PowerScale OneFS 9.10: Rare Performance Issues when Running a SnapshotDelete job
Summary: On clusters upgraded to OneFS 9.10 or 9.11, performance issues may be experienced when running a SnapshotDelete job if there are multiple storage pools.
Symptoms
Clusters with two or more node pools that were upgraded to OneFS 9.10 or later may experience performance issues whenever a SnapshotDelete job is running.
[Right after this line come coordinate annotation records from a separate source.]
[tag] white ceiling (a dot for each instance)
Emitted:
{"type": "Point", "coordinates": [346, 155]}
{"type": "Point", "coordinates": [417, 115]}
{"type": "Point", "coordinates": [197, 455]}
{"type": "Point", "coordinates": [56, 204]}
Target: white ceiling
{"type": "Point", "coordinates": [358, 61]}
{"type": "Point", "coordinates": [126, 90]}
Pausing the SnapshotDelete job brings immediate relief, but the issue returns once the job is resumed.
On Clusters with snapshots with long expiration dates, the issue may not be apparent until several weeks or months after the OneFS upgrade was completed.
Logs and Hangdumps show the job engine (isi_job_d) SnapshotDelete job thread holding a LIN lock with a stack trace similar to this example:
77886 isi_job_d:
...
thread 100637: je_worker_main at 0xfffffe8b55ea95c0 in state "running":
On cpu 5 for 3 ticks
Stack: --------------------------------------------------
kernel:btree_leaf_check_prefetch+0xde
kernel:btree_leaf_get_entry+0x349
kernel:stf_is_fake_entry+0x41
kernel:stf_iterate_block+0x66
kernel:ifs_snap_get_lins_helper+0xac
kernel:_sys_ifs_snap_get_lins+0x279
kernel:amd64_syscall+0x7b0
--------------------------------------------------
Cause
OneFS 9.10 introduces Illogical Logical iNodes (LINs) to the Snapshot Tracking Files (STF). This was added to support a new feature, MetadataIQ. An STF is a special file type with several unique characteristics and is involved in the full snapshot life cycle, including the creation, storing, changing, and deletion of snapshots.
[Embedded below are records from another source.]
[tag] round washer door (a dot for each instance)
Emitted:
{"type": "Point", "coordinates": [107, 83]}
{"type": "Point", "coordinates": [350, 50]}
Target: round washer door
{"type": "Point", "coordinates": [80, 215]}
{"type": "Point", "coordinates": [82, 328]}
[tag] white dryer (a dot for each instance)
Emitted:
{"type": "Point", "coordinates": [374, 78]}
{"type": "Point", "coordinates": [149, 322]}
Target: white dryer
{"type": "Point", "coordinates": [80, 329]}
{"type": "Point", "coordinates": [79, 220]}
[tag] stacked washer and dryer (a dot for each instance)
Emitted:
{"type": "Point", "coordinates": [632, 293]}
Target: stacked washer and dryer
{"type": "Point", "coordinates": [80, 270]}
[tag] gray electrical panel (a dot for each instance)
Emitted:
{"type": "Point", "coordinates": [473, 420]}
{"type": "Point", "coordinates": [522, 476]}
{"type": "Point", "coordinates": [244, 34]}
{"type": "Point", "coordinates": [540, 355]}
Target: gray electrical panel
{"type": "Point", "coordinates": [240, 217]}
When data is migrated between different pools, the illogical LINs are added to the STF and can gradually build up. Performance issues occur when snapshots are expired and deleting, and there are too many illogical LINs in the STF of a snapshot.
How to determine whether a cluster is at risk for this issue?
Clusters which meet the following criteria are at higher risk of experiencing this issue if they are upgraded to OneFS 9.10 or 9.11.
- SnapshotIQ is licensed and enabled. Snapshots are being created and expired on the cluster.
- The Cluster contains multiple node pools.
Resolution
Permanent solution:
Upgrade to one of these OneFS versions or later which includes the fix:
- OneFS 9.10.1.4 PSP-4686 MR:[9.10.1.4_GA-MR][Multiple Userspace and Kernel Fixes](October 2025)
- OneFS 9.11.0.5 PSP-4681 MR:[9.11.0.5_GA-MR][Multiple Userspace and Kernel Fixes](September2025)
Workaround:
Until a permanent solution is applied, the following workaround should be used:
Apply the following setting change to disable illogical LINs cluster wide.
isi_sysctl_cluster efs.snapshot.stf_populate_illogical_lin_enabled=0
On clusters that have upgraded to OneFS 9.10 and are experiencing performance issues:
Cancel, and disable the
SnapshotDelete job to avoid a Data Unavailability (DU) situation. Then contact Dell Technical Support for assistance with removing the Snapshots containing illogical LINs.
To cancel a running
SnapshotDelete job:
isi job cancel snapshotdelete
To disable the SnapshotDelete job:
isi job types modify snapshotdelete --enabled=false
SnapshotDelete job disabled for too long can cause low disk space capacity issues. Dell Technical Support must be contacted as soon as possible to assist with removing the Snapshots containing illogical LINs manually before the SnapshotDelete job is reenabled.